Der Nachfolger, der gar keiner ist

Pro:

-

Kontra:

-

Empfehlung:

Ja

Vorwort

Jeder kennt es. Microsoft Windows schlummert auf der Festplatte der meisten PC-Anwender und für den fortgeschrittenen Benutzer zählt das Tuning des Betriebssystems zu den reizvollen Aufgaben. Programme für solche Dinge gibt es unzählig viele, doch kaum eines kombiniert die ebenfalls unzählig vielen Möglichkeiten eines solchen Vorgangs. Was man im Freewarebereich so nicht findet sollte zumindest als kostenpflichtige Software existieren. Ein solches Programm ist TuneUp Utilities 2003, der Nachfolger von TuneUp 97, welches jahrlang als eines der besten in seiner Sparte galt.
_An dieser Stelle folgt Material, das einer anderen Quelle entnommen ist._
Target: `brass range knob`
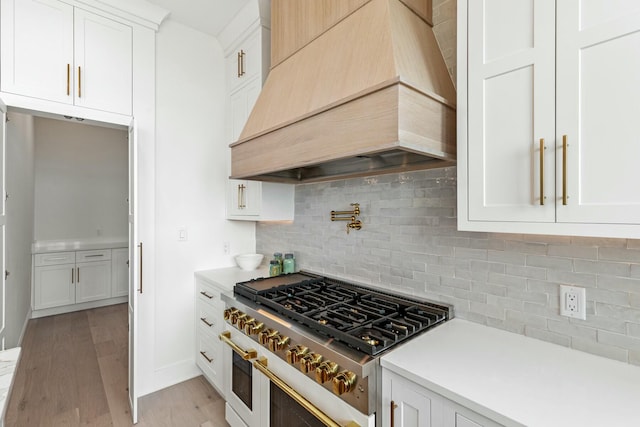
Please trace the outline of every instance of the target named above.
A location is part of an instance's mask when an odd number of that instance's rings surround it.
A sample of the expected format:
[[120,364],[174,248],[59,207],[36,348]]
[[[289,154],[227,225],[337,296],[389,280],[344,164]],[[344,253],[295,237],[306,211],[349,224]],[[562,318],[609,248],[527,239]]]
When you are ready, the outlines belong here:
[[300,362],[300,359],[302,359],[302,357],[307,353],[309,353],[309,348],[298,344],[297,346],[287,350],[287,362],[290,365],[295,365]]
[[274,335],[269,338],[269,350],[271,351],[281,351],[284,350],[287,345],[289,345],[289,341],[291,339],[284,335]]
[[349,393],[356,385],[356,374],[342,371],[333,378],[333,393],[340,396]]
[[324,384],[333,379],[338,373],[338,364],[325,360],[316,368],[316,382]]
[[222,318],[227,321],[231,321],[231,316],[236,314],[239,310],[235,307],[227,308],[222,312]]
[[236,322],[236,328],[240,329],[241,331],[244,330],[244,327],[247,323],[251,323],[253,321],[255,321],[256,319],[254,319],[253,317],[249,317],[246,314],[244,316],[239,316],[238,317],[238,321]]
[[318,353],[309,353],[300,359],[300,370],[302,372],[309,373],[315,371],[320,362],[322,361],[322,355]]
[[247,322],[247,324],[244,325],[244,333],[247,335],[257,335],[258,332],[260,332],[262,329],[264,329],[264,323],[259,322],[255,319],[253,319],[252,322]]
[[237,310],[235,313],[231,313],[231,324],[235,325],[236,323],[238,323],[239,319],[244,319],[246,317],[247,317],[246,313],[243,313],[240,310]]
[[269,338],[278,335],[278,331],[275,329],[265,329],[264,331],[258,334],[258,342],[264,346],[269,345]]

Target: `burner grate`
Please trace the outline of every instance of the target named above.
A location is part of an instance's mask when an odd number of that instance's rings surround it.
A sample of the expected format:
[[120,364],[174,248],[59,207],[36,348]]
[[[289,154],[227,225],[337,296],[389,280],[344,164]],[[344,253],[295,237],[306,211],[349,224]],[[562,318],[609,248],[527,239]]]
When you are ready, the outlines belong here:
[[273,287],[268,286],[270,279],[241,282],[234,292],[369,355],[376,355],[451,316],[451,309],[444,305],[309,273],[295,276],[301,280],[289,278],[289,282]]

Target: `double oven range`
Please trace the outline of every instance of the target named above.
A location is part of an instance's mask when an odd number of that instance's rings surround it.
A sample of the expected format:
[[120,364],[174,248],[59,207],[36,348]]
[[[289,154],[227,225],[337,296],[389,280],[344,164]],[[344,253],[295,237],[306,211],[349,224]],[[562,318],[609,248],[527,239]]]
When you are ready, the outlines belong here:
[[382,425],[380,357],[453,316],[307,272],[240,282],[223,300],[233,427]]

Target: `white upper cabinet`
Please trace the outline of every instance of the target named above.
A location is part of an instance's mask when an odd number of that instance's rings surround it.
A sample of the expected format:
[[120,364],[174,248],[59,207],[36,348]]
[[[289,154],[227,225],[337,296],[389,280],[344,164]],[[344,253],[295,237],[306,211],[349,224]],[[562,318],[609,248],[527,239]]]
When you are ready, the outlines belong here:
[[73,102],[73,6],[2,0],[2,91]]
[[[223,40],[231,40],[225,47],[229,103],[227,145],[240,138],[269,72],[271,32],[259,20],[252,20],[248,27],[243,27],[243,14],[246,17],[248,11],[245,8],[222,35]],[[229,150],[227,153],[230,156]],[[229,163],[230,160],[229,157]],[[227,183],[227,219],[293,220],[294,191],[291,184],[230,179]]]
[[78,8],[74,28],[75,104],[131,115],[133,29]]
[[459,228],[640,237],[640,3],[458,13]]
[[133,28],[57,0],[2,0],[3,92],[131,115]]
[[638,224],[640,2],[559,0],[557,14],[557,220]]

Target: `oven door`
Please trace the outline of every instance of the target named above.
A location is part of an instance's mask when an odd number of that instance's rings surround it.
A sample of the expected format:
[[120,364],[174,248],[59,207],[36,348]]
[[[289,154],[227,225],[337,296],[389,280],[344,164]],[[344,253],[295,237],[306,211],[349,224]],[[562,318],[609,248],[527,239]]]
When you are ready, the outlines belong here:
[[258,356],[255,343],[233,330],[222,332],[220,340],[226,344],[222,350],[225,419],[232,427],[267,427],[261,415],[269,383],[253,367]]

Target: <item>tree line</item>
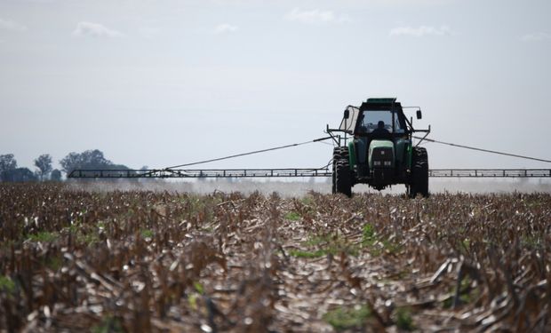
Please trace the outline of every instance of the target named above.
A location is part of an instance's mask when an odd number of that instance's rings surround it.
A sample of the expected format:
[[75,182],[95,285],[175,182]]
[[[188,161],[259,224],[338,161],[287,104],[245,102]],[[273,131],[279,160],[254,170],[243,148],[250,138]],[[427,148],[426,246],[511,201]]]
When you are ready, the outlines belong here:
[[60,160],[61,170],[53,169],[52,155],[43,154],[35,159],[35,171],[18,167],[13,154],[0,155],[0,181],[60,181],[62,174],[68,175],[76,169],[128,170],[123,164],[116,164],[106,159],[100,150],[86,150],[82,153],[69,153]]

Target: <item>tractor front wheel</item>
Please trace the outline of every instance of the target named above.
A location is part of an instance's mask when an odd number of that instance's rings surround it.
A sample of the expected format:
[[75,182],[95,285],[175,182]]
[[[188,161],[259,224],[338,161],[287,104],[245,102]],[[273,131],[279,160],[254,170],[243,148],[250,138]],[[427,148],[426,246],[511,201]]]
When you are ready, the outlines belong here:
[[416,147],[411,156],[411,180],[408,186],[408,194],[415,198],[418,194],[428,196],[428,155],[427,149]]
[[341,193],[348,197],[352,196],[352,181],[347,160],[341,159],[337,162],[335,187],[337,193]]

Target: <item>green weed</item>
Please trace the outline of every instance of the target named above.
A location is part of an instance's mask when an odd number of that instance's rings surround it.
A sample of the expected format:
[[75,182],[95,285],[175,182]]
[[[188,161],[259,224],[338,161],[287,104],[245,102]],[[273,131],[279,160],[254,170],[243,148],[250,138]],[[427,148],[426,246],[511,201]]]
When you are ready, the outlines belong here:
[[365,305],[338,307],[323,314],[323,321],[337,331],[359,329],[365,326],[365,321],[370,315],[371,311]]

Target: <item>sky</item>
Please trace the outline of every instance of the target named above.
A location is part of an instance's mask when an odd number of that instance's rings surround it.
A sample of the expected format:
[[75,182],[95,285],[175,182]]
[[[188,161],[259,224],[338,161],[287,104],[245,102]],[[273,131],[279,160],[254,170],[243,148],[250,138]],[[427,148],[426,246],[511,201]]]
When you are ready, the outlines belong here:
[[[0,155],[163,168],[322,138],[347,105],[396,97],[429,138],[551,159],[550,14],[547,0],[0,0]],[[550,167],[426,147],[431,168]]]

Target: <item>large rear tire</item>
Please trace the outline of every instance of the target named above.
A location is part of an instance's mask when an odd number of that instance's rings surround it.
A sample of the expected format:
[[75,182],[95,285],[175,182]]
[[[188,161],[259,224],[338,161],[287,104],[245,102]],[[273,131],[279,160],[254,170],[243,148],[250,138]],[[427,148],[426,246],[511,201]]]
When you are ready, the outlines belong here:
[[417,194],[428,196],[428,155],[427,149],[416,147],[411,156],[411,180],[408,194],[415,198]]
[[337,172],[335,177],[337,193],[341,193],[347,197],[352,196],[352,179],[350,177],[350,166],[348,160],[340,159],[337,162]]
[[332,161],[332,181],[331,181],[331,193],[337,194],[337,163],[340,160],[348,160],[348,149],[346,147],[337,147],[333,149],[333,161]]

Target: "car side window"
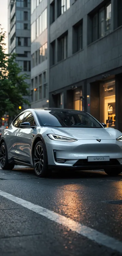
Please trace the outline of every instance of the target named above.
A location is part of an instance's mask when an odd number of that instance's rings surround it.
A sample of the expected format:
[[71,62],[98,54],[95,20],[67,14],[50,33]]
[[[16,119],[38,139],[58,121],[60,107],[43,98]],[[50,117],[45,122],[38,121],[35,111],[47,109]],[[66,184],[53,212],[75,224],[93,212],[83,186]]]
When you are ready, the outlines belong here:
[[21,115],[20,115],[15,120],[13,123],[13,124],[15,127],[19,128],[20,124],[23,122],[23,117],[25,114],[25,112],[23,113]]
[[29,122],[31,126],[36,126],[36,124],[34,120],[34,116],[31,112],[27,111],[23,119],[23,123],[25,122]]

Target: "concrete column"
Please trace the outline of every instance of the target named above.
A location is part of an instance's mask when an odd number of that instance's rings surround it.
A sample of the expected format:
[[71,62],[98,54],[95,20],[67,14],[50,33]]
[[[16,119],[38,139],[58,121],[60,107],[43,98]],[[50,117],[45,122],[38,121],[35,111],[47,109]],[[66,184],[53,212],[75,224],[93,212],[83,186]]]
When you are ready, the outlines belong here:
[[115,76],[115,128],[122,132],[122,76]]

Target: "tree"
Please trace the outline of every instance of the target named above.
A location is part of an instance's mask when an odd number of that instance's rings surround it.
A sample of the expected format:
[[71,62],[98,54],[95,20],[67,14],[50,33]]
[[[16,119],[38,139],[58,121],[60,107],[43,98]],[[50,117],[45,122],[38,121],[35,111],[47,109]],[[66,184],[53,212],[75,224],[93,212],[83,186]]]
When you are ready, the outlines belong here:
[[21,74],[22,69],[15,62],[15,53],[5,52],[5,33],[0,26],[0,116],[6,112],[10,116],[18,114],[25,104],[30,105],[26,96],[29,95],[29,86],[26,74]]

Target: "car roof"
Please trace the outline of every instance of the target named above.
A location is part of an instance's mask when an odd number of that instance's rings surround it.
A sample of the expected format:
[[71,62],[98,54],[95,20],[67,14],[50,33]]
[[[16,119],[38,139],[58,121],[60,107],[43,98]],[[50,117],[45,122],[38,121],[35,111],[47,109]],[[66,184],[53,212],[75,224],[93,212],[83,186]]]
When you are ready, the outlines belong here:
[[32,110],[34,110],[34,111],[35,111],[36,112],[36,110],[59,110],[61,111],[77,111],[78,112],[80,111],[81,112],[84,112],[84,111],[81,111],[80,110],[75,110],[74,109],[66,109],[66,108],[31,108],[31,109],[26,109],[26,111],[27,111],[27,110],[30,110],[31,111]]

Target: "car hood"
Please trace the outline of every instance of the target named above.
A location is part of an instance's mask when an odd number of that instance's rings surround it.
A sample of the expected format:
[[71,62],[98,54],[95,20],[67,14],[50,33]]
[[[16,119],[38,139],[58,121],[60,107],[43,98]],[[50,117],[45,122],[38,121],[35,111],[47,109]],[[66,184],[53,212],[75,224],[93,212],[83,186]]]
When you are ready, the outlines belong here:
[[77,139],[115,139],[122,135],[121,132],[112,128],[52,128],[55,134],[73,138]]

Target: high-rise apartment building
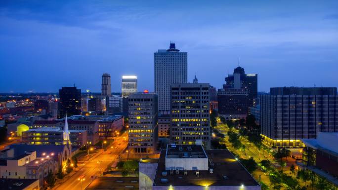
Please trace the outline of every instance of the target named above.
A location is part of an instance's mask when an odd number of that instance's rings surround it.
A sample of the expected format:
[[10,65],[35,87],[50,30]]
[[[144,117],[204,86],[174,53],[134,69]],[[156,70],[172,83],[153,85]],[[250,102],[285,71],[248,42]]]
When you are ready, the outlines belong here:
[[59,118],[81,114],[81,90],[76,87],[63,87],[59,90]]
[[202,140],[206,147],[210,147],[210,86],[207,83],[171,85],[171,142],[191,145]]
[[108,114],[122,113],[122,97],[111,95],[106,98],[106,111]]
[[130,94],[137,92],[137,77],[122,76],[122,97],[127,98]]
[[338,131],[336,87],[271,88],[260,95],[261,133],[274,146],[295,147],[320,132]]
[[188,53],[180,52],[174,43],[154,53],[155,92],[159,96],[159,112],[169,114],[170,85],[186,83]]
[[151,153],[158,140],[158,96],[154,93],[129,95],[129,142],[130,153]]
[[111,86],[110,85],[110,75],[104,73],[102,75],[102,84],[101,89],[101,94],[103,96],[110,96],[112,93]]

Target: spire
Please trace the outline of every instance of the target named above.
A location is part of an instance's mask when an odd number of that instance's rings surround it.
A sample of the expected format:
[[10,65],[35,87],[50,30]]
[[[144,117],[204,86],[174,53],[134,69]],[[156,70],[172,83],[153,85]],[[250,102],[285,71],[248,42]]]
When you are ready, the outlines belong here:
[[196,74],[195,74],[195,78],[194,78],[194,83],[198,83],[198,80],[197,80],[197,77],[196,77]]
[[64,145],[71,144],[70,139],[69,135],[70,132],[68,130],[68,121],[67,119],[67,114],[66,114],[66,118],[65,118],[65,127],[63,128],[63,142]]

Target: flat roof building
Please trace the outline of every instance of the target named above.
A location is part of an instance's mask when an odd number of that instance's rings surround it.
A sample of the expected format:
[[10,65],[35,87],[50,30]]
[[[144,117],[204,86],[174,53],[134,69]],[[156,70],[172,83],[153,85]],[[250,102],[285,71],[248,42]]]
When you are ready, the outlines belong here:
[[[147,164],[142,159],[140,171],[143,171]],[[199,145],[169,145],[157,162],[148,164],[157,164],[154,179],[148,179],[149,184],[153,183],[153,190],[205,190],[206,187],[211,190],[260,190],[257,181],[228,150],[204,150]],[[148,171],[153,169],[151,167],[149,169]],[[146,177],[139,176],[140,182]]]

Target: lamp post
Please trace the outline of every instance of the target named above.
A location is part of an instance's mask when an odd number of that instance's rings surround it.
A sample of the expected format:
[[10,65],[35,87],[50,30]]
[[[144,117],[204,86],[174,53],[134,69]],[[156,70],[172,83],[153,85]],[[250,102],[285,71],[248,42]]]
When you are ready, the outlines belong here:
[[104,144],[107,143],[107,141],[102,141],[102,149],[103,149],[103,143],[104,143]]
[[82,182],[84,181],[84,175],[82,175],[80,176],[79,178],[78,178],[78,180],[80,181],[81,182],[81,190],[82,190]]
[[99,175],[101,175],[101,161],[99,160],[96,162],[96,163],[100,164],[100,172],[99,173]]

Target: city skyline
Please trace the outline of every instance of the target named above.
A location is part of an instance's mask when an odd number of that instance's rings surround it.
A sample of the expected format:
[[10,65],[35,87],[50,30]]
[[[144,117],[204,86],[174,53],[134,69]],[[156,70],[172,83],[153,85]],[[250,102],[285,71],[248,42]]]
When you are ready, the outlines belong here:
[[306,2],[6,1],[0,59],[8,72],[0,92],[55,92],[74,83],[99,92],[103,72],[112,75],[113,92],[128,75],[138,76],[139,91],[154,91],[153,53],[171,40],[188,52],[190,82],[196,74],[221,88],[240,57],[246,72],[258,74],[259,91],[336,86],[338,3]]

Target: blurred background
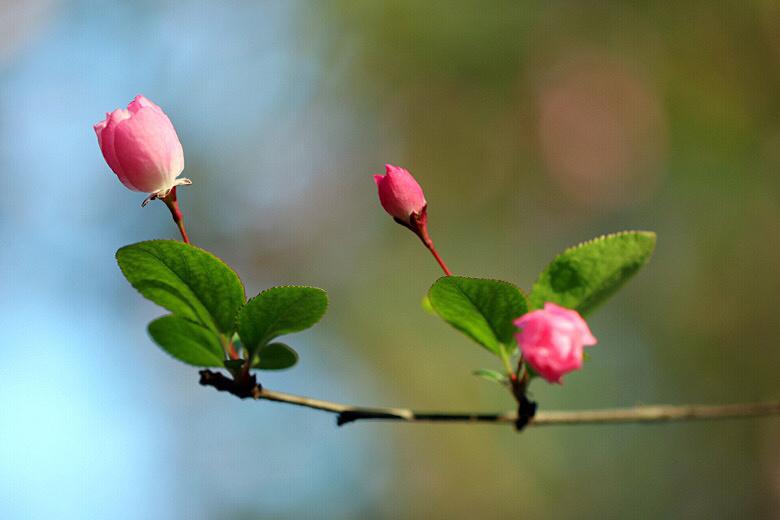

Seit dem 13.11.2002 ist es nun offiziell in seiner Final Version erschienen. Sofort saugte ich mir die Testversion und es war keiner Überlegung wert, dass ich es mir auch als Vollversion zulegte.


Download

Durch die Eingabe von http://www.tuneup.de lässt sich das Programm mit wenigen Mausklicks als Testversion herunterladen. Diese Version ist 30 Tage lang voll funktionsfähig. Nach dem Ablauf dieser Zeit muss es entweder gekauft, oder deinstalliert werden, nutzen lässt es sich selbst nach einer Neuinstallation kein zweites Mal. Das Programm ist 5,9 MB groß und wird als Setupdatei ausgeliefert, so dass eine Installation sehr einfach ist – inkl. Deinstallationsmöglichkeit


Preis

Die Testversion ist natürlich kostenlos. Die Vollversion kostet als Software-Download 34,99 €, als Warenversand mit Box 39,99 €. Bezahlmöglichkeiten gibt es verschiedene, ich bevorzuge jedoch immer die Banküberweisung. Nach der Bestellung erhält man einen Freischaltcode, der ins Programm eingegeben werden muss und schon wird aus der Testversion eine Vollversion.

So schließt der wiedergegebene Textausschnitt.